Natural gas storage is up slightly this week in the U.S. while total stocks are still down since last year as natural gas consumption in the U.S. continues to rise, according to an Energy Information Administration Report.
The natural gas market continues to develop in the United States, where an abundance of natural gas reserves has dramatically altered the energy landscape.
The EIA’s website also explores the developmental trends of energy usage in the U.S., where new sources have been utilized, though fossil carbon fuels have been a part of the picture for more than 100 years.
The EIA explains the picture as follows: “While the overall energy history of the United States is one of significant change as new forms of energy were developed, the three major fossil fuels — petroleum, natural gas, and coal, which together provided 87 percent of total U.S. primary energy over the past decade — have dominated the U.S. fuel mix for well over 100 years.”

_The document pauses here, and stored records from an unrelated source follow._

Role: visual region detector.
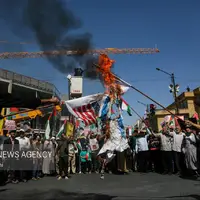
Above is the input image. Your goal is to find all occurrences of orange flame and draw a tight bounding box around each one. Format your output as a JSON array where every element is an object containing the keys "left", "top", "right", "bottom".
[
  {"left": 98, "top": 54, "right": 115, "bottom": 86},
  {"left": 98, "top": 54, "right": 122, "bottom": 98}
]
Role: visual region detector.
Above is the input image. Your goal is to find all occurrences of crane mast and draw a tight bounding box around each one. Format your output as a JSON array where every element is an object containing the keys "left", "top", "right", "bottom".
[{"left": 0, "top": 48, "right": 160, "bottom": 60}]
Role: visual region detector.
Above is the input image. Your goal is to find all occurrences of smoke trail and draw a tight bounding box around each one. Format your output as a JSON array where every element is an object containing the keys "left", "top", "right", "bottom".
[{"left": 0, "top": 0, "right": 97, "bottom": 79}]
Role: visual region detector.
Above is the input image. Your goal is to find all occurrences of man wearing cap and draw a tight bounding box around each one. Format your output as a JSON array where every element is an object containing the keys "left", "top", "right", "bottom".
[
  {"left": 182, "top": 124, "right": 199, "bottom": 177},
  {"left": 56, "top": 134, "right": 69, "bottom": 180},
  {"left": 16, "top": 129, "right": 31, "bottom": 182},
  {"left": 153, "top": 124, "right": 173, "bottom": 175},
  {"left": 3, "top": 130, "right": 19, "bottom": 183},
  {"left": 136, "top": 129, "right": 150, "bottom": 173}
]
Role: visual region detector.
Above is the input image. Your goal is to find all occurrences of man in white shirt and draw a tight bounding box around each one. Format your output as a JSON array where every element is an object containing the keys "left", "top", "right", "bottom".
[
  {"left": 16, "top": 129, "right": 31, "bottom": 182},
  {"left": 136, "top": 130, "right": 149, "bottom": 172},
  {"left": 154, "top": 125, "right": 173, "bottom": 175},
  {"left": 172, "top": 127, "right": 185, "bottom": 174}
]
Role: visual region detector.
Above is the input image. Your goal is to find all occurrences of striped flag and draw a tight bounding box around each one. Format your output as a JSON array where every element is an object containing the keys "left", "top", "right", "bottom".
[
  {"left": 45, "top": 108, "right": 57, "bottom": 140},
  {"left": 65, "top": 94, "right": 104, "bottom": 126},
  {"left": 121, "top": 98, "right": 132, "bottom": 116},
  {"left": 56, "top": 120, "right": 67, "bottom": 138}
]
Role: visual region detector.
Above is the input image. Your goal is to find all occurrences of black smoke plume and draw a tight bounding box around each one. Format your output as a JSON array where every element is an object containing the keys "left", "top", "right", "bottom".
[{"left": 0, "top": 0, "right": 97, "bottom": 79}]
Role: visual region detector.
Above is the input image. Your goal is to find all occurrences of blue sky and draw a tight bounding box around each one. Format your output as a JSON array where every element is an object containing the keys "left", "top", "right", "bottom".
[{"left": 0, "top": 0, "right": 200, "bottom": 124}]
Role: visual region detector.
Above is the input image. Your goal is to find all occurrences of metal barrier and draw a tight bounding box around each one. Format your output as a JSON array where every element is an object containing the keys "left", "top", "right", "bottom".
[{"left": 0, "top": 69, "right": 61, "bottom": 98}]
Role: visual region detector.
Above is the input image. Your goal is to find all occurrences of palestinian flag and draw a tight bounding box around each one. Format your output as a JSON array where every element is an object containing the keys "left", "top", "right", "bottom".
[
  {"left": 121, "top": 98, "right": 132, "bottom": 116},
  {"left": 45, "top": 115, "right": 51, "bottom": 140},
  {"left": 45, "top": 108, "right": 57, "bottom": 140},
  {"left": 56, "top": 120, "right": 67, "bottom": 138}
]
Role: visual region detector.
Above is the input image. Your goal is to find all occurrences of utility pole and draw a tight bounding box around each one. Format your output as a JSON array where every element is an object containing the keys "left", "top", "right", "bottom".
[
  {"left": 156, "top": 68, "right": 179, "bottom": 115},
  {"left": 171, "top": 73, "right": 179, "bottom": 114}
]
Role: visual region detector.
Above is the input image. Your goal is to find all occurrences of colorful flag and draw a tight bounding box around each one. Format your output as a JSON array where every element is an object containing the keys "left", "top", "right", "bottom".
[
  {"left": 65, "top": 94, "right": 104, "bottom": 126},
  {"left": 99, "top": 95, "right": 112, "bottom": 119},
  {"left": 45, "top": 119, "right": 51, "bottom": 140},
  {"left": 45, "top": 108, "right": 57, "bottom": 140},
  {"left": 66, "top": 122, "right": 74, "bottom": 137},
  {"left": 192, "top": 112, "right": 199, "bottom": 121},
  {"left": 121, "top": 98, "right": 132, "bottom": 116},
  {"left": 56, "top": 120, "right": 67, "bottom": 138}
]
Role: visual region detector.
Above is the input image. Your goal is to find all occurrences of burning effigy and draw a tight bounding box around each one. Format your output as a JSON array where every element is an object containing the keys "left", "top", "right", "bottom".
[
  {"left": 65, "top": 54, "right": 129, "bottom": 179},
  {"left": 95, "top": 54, "right": 129, "bottom": 179}
]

The boom in natural gas continues to bring up questions about what to do with excess. Companies acting in their best interest want to sell it to countries outside U.S. free trade zones that are eager to buy. However, it has been a slow-developing process to get permission to trade with these countries, and companies are getting frustrated.
U.S. Energy Secretary Ernest Moniz said he’s doing what he can to make things happen for companies seeking license to trade. He told Reuters, “I’m planning to go through them as rapidly as I can. I certainly expect to have a fair amount of action this year.”